Friday, July 4, 2014
Things We Take for Granted
One of the most prominent forces in the 21st century is the media. While some view the media as a medium for lies, others view it as a useful expression of our first amendment right. However, over seas in the Middle East, the Iraqi government just passed censorship of the media into law. This human rights violation cuts deeply into one of our most fundamental rights, the freedom of speech. Given the media’s outstanding ability to sway public opinion, this new law will cause serious side effects. The new law prevents publicizing anything that “may be interpreted as being against the security forces”, while it advocates statements “praising the heroic acts of security personnel.” Creating this bias in a nation with limited news sources will deepen the divide between the citizens and those in charge. Not only are news stations being targeted, the internet, a broader information source, is also being filtered. Social media, including Facebook, Twitter, and Skype, were entirely shut down for a period of time. Moving the people away from the outside world and other opposing opinions will place the nation into a metaphorical bubble. People will have no basis to question the government, and soon enough will transform into Lemmings (Lemmings are a breed of rodents that are famous for following a heard blindly, even if the others are jumping off a cliff). While this statement is an exaggeration, it bears a degree of truth.
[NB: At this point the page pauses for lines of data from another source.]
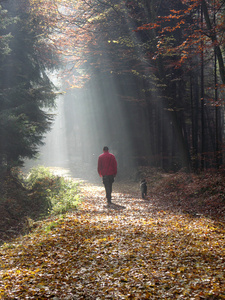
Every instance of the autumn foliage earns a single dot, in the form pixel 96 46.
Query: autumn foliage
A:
pixel 140 249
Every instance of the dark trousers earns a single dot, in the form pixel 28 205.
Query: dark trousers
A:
pixel 108 181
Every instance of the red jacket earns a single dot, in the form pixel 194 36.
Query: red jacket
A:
pixel 107 164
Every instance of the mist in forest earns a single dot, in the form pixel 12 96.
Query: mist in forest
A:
pixel 85 121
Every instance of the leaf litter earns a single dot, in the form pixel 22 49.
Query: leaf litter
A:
pixel 137 249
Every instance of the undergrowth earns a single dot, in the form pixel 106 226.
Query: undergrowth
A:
pixel 26 199
pixel 53 194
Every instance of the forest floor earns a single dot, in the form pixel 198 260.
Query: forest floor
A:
pixel 169 246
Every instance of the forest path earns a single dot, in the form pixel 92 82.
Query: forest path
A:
pixel 134 250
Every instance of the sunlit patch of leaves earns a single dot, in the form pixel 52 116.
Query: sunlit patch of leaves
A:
pixel 141 252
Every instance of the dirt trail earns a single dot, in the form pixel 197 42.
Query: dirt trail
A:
pixel 133 250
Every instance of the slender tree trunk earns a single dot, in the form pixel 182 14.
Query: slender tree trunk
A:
pixel 202 103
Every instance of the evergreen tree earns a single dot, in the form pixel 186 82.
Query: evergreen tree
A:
pixel 25 89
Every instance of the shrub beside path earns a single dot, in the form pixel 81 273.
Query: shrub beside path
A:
pixel 133 250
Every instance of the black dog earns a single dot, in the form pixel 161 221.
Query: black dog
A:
pixel 143 186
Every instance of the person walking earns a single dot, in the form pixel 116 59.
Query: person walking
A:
pixel 107 169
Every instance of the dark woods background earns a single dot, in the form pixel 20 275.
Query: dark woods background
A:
pixel 147 80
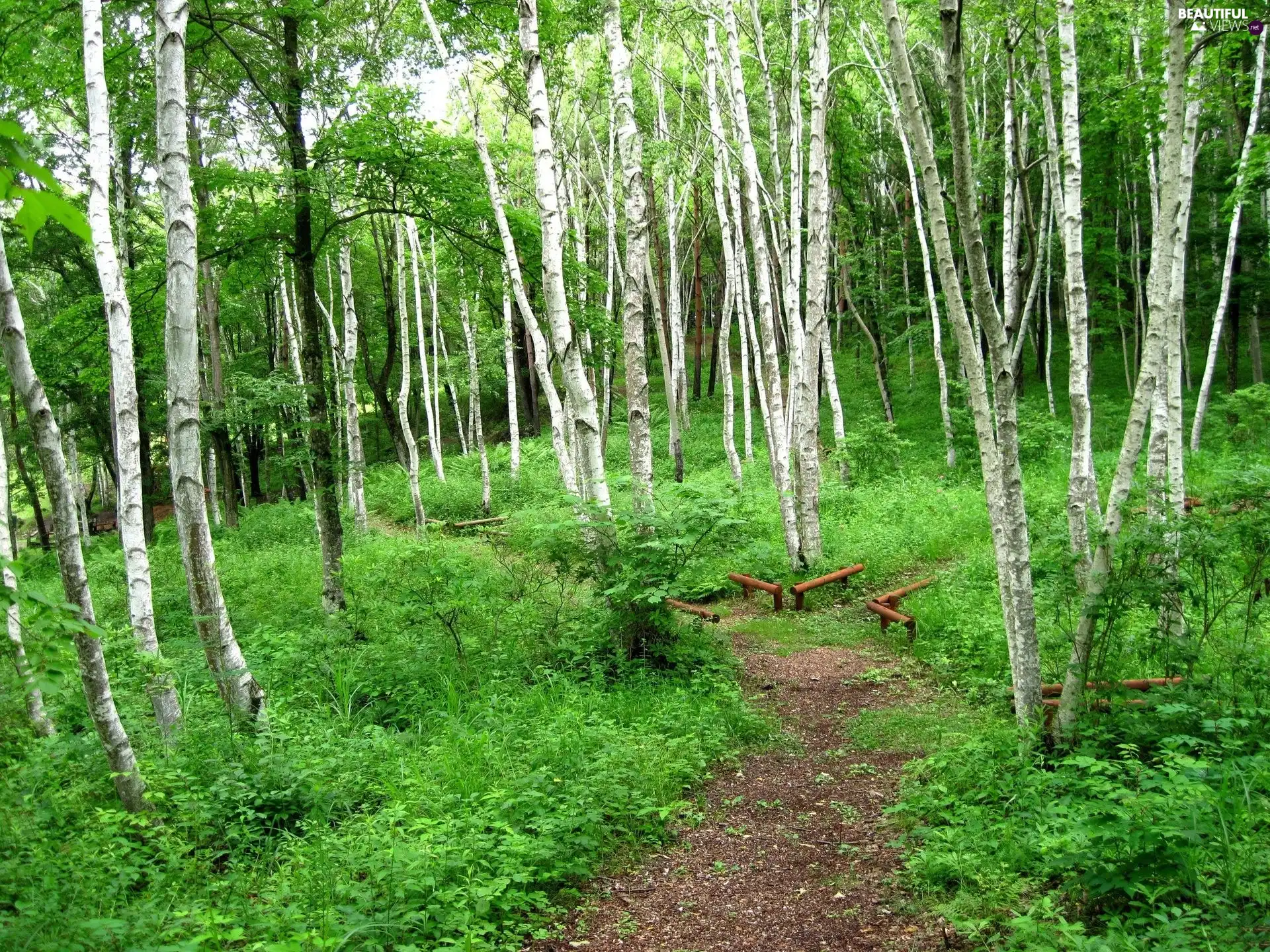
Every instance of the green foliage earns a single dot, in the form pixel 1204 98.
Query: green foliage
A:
pixel 37 205
pixel 1248 415
pixel 874 450
pixel 403 793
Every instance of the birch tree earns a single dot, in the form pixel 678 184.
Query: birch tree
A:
pixel 48 438
pixel 478 428
pixel 352 414
pixel 234 681
pixel 1081 483
pixel 34 699
pixel 723 335
pixel 1002 483
pixel 1232 238
pixel 817 286
pixel 780 456
pixel 591 479
pixel 1151 376
pixel 630 147
pixel 509 257
pixel 124 375
pixel 412 446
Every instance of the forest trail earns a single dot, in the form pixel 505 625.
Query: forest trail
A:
pixel 792 855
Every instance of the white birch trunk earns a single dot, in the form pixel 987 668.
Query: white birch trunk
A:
pixel 808 426
pixel 937 329
pixel 450 389
pixel 235 683
pixel 412 446
pixel 118 313
pixel 214 502
pixel 70 559
pixel 630 147
pixel 1011 556
pixel 762 270
pixel 513 422
pixel 1232 238
pixel 34 699
pixel 474 400
pixel 349 380
pixel 433 422
pixel 723 334
pixel 592 479
pixel 509 258
pixel 1154 366
pixel 1081 485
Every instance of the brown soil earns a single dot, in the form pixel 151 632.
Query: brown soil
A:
pixel 792 855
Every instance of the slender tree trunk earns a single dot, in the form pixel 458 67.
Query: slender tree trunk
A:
pixel 27 481
pixel 762 270
pixel 349 379
pixel 1231 255
pixel 513 422
pixel 40 720
pixel 1081 483
pixel 325 494
pixel 536 344
pixel 1154 366
pixel 1009 522
pixel 70 559
pixel 630 147
pixel 474 400
pixel 808 427
pixel 127 438
pixel 723 331
pixel 412 447
pixel 592 479
pixel 433 422
pixel 234 681
pixel 669 370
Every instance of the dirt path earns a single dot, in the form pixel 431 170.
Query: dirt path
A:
pixel 792 855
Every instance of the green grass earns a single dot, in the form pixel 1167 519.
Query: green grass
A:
pixel 448 761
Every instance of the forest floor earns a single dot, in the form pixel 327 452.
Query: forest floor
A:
pixel 789 853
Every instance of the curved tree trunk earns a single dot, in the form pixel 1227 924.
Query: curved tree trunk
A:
pixel 127 436
pixel 412 446
pixel 352 420
pixel 1206 386
pixel 40 719
pixel 234 681
pixel 634 348
pixel 70 559
pixel 766 315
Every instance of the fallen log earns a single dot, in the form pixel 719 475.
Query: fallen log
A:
pixel 693 610
pixel 748 584
pixel 840 575
pixel 472 524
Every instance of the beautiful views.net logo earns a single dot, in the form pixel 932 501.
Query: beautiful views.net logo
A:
pixel 1226 19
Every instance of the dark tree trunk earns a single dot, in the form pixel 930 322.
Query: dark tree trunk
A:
pixel 313 352
pixel 254 444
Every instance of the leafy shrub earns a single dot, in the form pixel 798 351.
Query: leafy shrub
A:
pixel 874 450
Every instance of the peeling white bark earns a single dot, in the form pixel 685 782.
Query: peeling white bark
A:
pixel 128 783
pixel 124 375
pixel 1231 241
pixel 235 683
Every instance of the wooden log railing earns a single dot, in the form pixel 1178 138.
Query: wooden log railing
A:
pixel 840 575
pixel 749 584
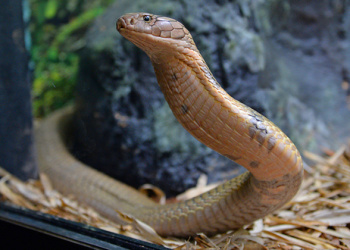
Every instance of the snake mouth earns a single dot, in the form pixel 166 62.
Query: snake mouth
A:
pixel 121 24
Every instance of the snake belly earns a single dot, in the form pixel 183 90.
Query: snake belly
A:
pixel 207 112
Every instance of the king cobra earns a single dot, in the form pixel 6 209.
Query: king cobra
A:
pixel 208 113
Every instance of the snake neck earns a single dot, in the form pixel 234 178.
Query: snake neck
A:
pixel 216 119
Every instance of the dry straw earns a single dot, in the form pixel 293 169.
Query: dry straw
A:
pixel 317 218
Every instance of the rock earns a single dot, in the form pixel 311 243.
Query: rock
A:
pixel 286 59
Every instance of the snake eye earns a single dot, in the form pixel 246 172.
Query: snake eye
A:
pixel 146 18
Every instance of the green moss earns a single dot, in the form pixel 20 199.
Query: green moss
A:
pixel 57 29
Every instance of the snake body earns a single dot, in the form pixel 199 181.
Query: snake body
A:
pixel 207 112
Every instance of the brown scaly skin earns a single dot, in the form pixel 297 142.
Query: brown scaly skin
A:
pixel 210 115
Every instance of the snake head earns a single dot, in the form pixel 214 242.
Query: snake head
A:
pixel 156 35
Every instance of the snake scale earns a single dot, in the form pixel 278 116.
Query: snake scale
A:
pixel 207 112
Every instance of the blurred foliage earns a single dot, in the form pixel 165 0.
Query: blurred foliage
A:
pixel 57 29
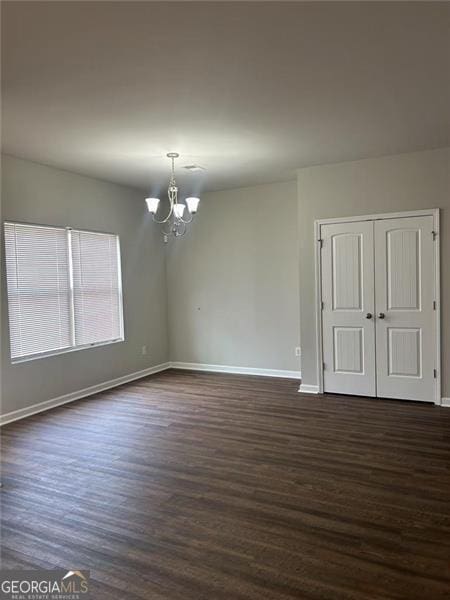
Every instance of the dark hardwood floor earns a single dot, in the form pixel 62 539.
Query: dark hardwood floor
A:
pixel 190 486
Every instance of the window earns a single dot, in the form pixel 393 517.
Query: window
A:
pixel 64 289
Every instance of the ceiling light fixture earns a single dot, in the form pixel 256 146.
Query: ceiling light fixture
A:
pixel 176 224
pixel 193 168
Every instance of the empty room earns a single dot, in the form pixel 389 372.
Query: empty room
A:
pixel 225 300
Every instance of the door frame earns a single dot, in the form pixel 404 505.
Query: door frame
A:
pixel 434 212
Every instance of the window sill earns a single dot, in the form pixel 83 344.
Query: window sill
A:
pixel 22 359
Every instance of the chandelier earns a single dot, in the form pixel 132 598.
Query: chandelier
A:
pixel 174 222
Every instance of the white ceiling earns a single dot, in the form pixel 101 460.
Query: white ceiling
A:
pixel 251 91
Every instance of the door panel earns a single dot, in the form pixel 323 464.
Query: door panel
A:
pixel 348 296
pixel 404 295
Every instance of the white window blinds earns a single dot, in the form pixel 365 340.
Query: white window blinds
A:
pixel 96 287
pixel 64 289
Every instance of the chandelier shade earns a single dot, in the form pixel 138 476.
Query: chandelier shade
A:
pixel 174 222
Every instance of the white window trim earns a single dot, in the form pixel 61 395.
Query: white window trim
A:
pixel 73 347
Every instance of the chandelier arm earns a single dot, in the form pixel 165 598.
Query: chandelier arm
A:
pixel 166 218
pixel 172 195
pixel 183 229
pixel 187 221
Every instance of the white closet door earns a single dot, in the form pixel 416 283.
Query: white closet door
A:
pixel 404 287
pixel 348 308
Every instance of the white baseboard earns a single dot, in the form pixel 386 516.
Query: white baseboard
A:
pixel 237 370
pixel 308 389
pixel 93 389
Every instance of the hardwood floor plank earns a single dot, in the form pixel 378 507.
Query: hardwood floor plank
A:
pixel 192 486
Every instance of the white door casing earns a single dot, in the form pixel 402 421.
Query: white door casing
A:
pixel 405 304
pixel 348 308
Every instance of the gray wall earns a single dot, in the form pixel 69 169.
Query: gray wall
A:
pixel 233 281
pixel 388 184
pixel 35 193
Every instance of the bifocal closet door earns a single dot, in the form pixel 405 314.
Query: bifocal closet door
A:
pixel 348 308
pixel 404 296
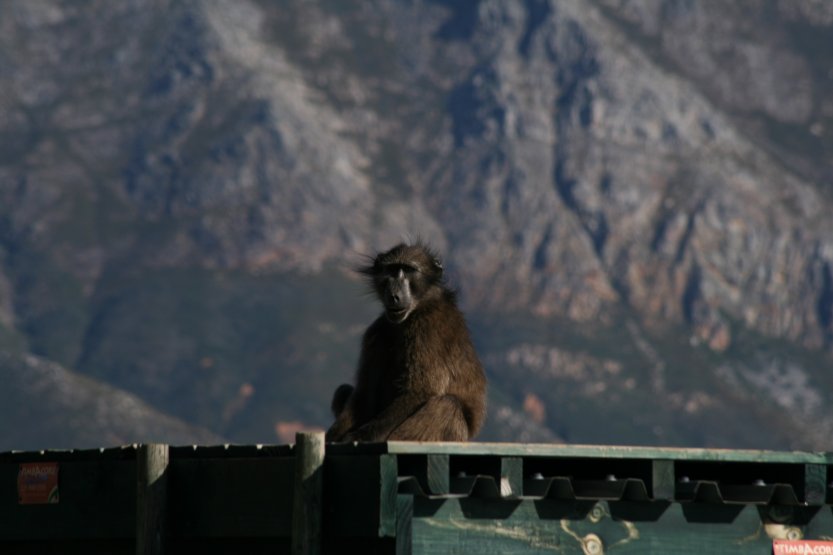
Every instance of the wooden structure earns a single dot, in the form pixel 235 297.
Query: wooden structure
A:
pixel 400 497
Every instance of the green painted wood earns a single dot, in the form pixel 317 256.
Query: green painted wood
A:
pixel 662 480
pixel 404 524
pixel 606 451
pixel 511 477
pixel 151 498
pixel 437 474
pixel 388 475
pixel 549 526
pixel 308 493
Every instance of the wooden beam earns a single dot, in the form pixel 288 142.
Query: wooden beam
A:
pixel 151 498
pixel 308 495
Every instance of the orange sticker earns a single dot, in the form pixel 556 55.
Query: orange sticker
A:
pixel 801 547
pixel 37 483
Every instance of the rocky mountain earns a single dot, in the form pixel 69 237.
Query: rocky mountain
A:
pixel 47 405
pixel 632 197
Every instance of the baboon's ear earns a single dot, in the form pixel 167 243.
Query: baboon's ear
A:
pixel 438 264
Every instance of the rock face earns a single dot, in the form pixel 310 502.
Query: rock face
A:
pixel 47 405
pixel 632 196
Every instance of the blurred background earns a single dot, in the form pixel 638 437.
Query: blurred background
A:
pixel 633 197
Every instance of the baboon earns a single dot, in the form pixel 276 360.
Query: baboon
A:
pixel 418 377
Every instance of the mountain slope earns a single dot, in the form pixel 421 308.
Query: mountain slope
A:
pixel 631 196
pixel 46 406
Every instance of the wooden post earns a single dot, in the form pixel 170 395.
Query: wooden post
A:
pixel 309 486
pixel 151 498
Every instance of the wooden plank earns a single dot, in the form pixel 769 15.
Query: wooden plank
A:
pixel 815 484
pixel 151 498
pixel 308 496
pixel 97 500
pixel 644 528
pixel 606 451
pixel 388 474
pixel 404 519
pixel 233 498
pixel 353 496
pixel 663 481
pixel 437 473
pixel 511 477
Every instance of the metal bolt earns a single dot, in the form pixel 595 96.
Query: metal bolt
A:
pixel 794 534
pixel 591 544
pixel 780 513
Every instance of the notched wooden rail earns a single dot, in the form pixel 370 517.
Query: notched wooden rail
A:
pixel 401 497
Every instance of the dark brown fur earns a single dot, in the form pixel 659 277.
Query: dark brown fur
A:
pixel 419 378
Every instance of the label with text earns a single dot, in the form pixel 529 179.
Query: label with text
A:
pixel 37 483
pixel 801 547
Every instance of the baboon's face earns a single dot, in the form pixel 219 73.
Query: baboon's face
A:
pixel 397 293
pixel 403 277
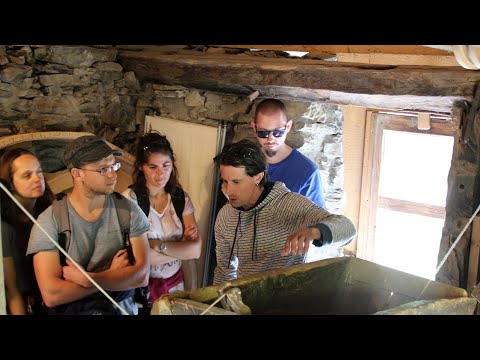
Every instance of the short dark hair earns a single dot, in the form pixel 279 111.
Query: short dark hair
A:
pixel 244 153
pixel 151 143
pixel 270 106
pixel 9 208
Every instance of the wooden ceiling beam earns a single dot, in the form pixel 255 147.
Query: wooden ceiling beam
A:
pixel 357 49
pixel 406 87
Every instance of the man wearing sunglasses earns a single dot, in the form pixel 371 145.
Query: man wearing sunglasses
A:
pixel 285 164
pixel 96 241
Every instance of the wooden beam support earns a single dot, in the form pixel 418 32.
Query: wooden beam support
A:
pixel 412 207
pixel 398 87
pixel 360 49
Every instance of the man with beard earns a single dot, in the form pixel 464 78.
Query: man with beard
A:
pixel 265 226
pixel 96 241
pixel 285 164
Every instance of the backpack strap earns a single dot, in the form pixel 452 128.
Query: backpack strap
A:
pixel 60 213
pixel 178 200
pixel 123 214
pixel 142 198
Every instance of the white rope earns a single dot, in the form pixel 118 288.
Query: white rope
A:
pixel 61 249
pixel 451 249
pixel 456 241
pixel 213 304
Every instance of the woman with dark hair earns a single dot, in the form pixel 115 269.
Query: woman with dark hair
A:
pixel 22 175
pixel 173 234
pixel 264 226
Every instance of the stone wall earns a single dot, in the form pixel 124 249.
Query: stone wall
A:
pixel 83 88
pixel 66 88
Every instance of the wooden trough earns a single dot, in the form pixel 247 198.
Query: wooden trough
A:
pixel 343 286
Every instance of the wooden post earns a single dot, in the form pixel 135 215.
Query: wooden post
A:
pixel 474 255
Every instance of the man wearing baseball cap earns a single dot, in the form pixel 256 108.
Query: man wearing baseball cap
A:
pixel 96 241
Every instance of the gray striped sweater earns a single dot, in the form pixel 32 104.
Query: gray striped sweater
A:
pixel 281 213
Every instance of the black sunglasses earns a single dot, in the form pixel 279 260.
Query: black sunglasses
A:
pixel 263 134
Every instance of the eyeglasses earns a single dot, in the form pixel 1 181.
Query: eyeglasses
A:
pixel 263 134
pixel 241 151
pixel 103 171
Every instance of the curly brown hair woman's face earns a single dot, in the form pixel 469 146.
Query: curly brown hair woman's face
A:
pixel 157 170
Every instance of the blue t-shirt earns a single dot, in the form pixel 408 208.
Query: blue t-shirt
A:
pixel 300 175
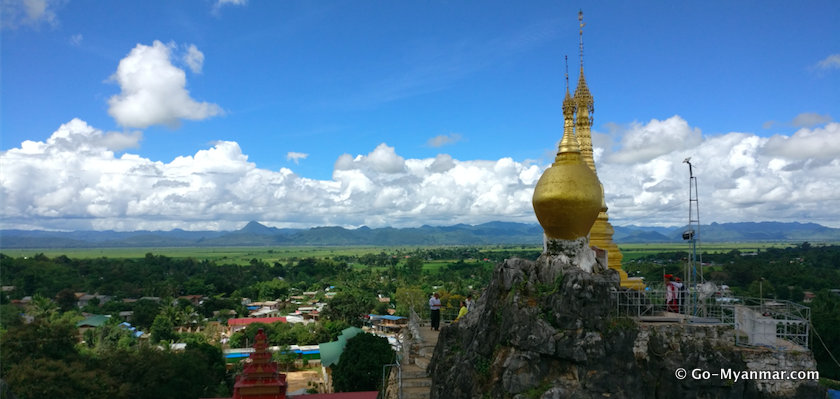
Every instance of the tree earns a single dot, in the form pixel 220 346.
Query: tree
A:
pixel 162 329
pixel 66 300
pixel 349 306
pixel 414 267
pixel 825 318
pixel 360 366
pixel 410 297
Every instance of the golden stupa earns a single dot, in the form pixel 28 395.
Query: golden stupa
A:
pixel 602 231
pixel 568 195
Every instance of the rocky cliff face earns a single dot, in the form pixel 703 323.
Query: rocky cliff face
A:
pixel 543 330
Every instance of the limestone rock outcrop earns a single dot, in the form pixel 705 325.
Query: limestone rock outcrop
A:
pixel 544 329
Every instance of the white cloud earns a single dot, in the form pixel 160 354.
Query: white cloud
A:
pixel 741 177
pixel 443 139
pixel 645 142
pixel 194 58
pixel 295 156
pixel 32 13
pixel 830 62
pixel 82 183
pixel 154 91
pixel 805 119
pixel 808 119
pixel 220 3
pixel 820 143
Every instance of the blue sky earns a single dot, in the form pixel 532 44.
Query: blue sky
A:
pixel 205 114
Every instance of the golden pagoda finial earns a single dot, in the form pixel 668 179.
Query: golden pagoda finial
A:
pixel 569 105
pixel 580 21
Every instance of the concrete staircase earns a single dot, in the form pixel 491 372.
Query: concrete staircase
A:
pixel 416 383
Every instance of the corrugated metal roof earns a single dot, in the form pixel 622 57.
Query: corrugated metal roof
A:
pixel 248 320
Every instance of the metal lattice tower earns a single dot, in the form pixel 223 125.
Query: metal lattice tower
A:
pixel 692 235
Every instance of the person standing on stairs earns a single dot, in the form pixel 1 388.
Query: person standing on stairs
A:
pixel 434 306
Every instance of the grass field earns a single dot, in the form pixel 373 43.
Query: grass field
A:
pixel 243 255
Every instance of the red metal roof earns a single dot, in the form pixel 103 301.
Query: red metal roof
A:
pixel 340 395
pixel 248 320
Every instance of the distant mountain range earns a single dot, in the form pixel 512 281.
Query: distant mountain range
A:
pixel 256 234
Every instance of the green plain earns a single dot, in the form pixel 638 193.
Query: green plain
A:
pixel 244 255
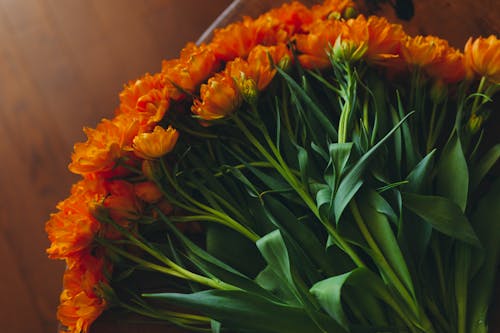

George Orwell, an English novelist, wrote about these dangers in his book 1984. In the book, a nation of people blindly follows a government led by the principles “War is peace, freedom is slavery, and ignorance is strength.” In this dystopia, society is constantly fed pro government propaganda through a television screen they cannot turn off. Comparing and contrasting this society with Iraq allows one to see the importance of our freedom of speech.